Researchers from The Buck Institute for Research in Novato, CA, have proposed that there are other proteins in brain clumps associated with Alzheimer’s disease that have been overlooked but could play a role in the development of the disease. Their study found that the accumulation of insoluble proteins, induced by both the natural aging process and beta-amyloid, could potentially accelerate Alzheimer’s disease. Using a worm model, the researchers boosted the quality of mitochondrial health in insoluble proteins, which helped delay the toxic effects of beta-amyloid. This research sheds light on protein clumping in Alzheimer’s disease and the potential role of mitochondrial health in combating the disease.
The accumulation of protein clumps, particularly beta-amyloid and tau, in the brain is known to characterize Alzheimer’s disease. However, researchers like Edward Anderton from The Buck Institute for Research on Aging have suggested that there are hundreds of additional proteins in these brain clumps that have been neglected until now. By studying the insoluble proteins in these clumps, researchers found that beta-amyloid drives other proteins to become insoluble, potentially contributing to the progression of Alzheimer’s disease. The team utilized a compound to improve mitochondrial health in insoluble proteins, showing promise for delaying the toxic effects of beta-amyloid and potentially halting the disease’s progression.
Proteins are essential elements of cells that need to maintain their specific shape to function correctly. When proteins lose their shape due to factors like stress, aging, or damage, they can form insoluble protein aggregates. Research scientist Manish Chamoli explained that as organisms age, they tend to accumulate these insoluble proteins, which has also been observed in conditions like Alzheimer’s disease. By studying the connections between brain protein clumping in normal aging and the development of Alzheimer’s disease, researchers have identified how beta-amyloid influences the insolubility of proteins in a destructive feedforward cycle, accelerating the disease’s progression.
To counteract the negative effects of beta-amyloid on protein insolubility, researchers investigated ways to boost mitochondrial protein quality, as many mitochondrial proteins become insoluble with age and beta-amyloid influence. By targeting the electron transport chain in mitochondria with the compound urolithin A, researchers were able to reverse some of beta-amyloid’s harmful effects on protein insolubility. The study’s findings suggest that improving mitochondrial health could mitigate the negative effects of beta-amyloid toxicity, opening up potential interventions like pharmacological approaches, nutritional supplements, and lifestyle modifications for Alzheimer’s disease patients.
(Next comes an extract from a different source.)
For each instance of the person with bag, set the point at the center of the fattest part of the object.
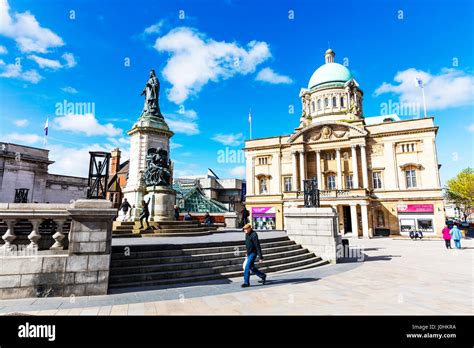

Dr. Verna R. Porter, a neurologist specializing in dementia and Alzheimer’s disease, noted that targeting mitochondrial health to address protein insolubility caused by beta-amyloid could offer a novel approach in Alzheimer’s disease treatment. She highlighted the importance of conducting clinical trials to test the efficacy of mitochondrial health-boosting compounds, such as urolithin A, in Alzheimer’s disease patients. By further exploring how beta-amyloid disrupts mitochondrial function and leads to protein insolubility, researchers may identify additional therapeutic targets for the disease. These findings have significant implications for potential interventions to combat Alzheimer’s disease and improve the quality of life for affected individuals.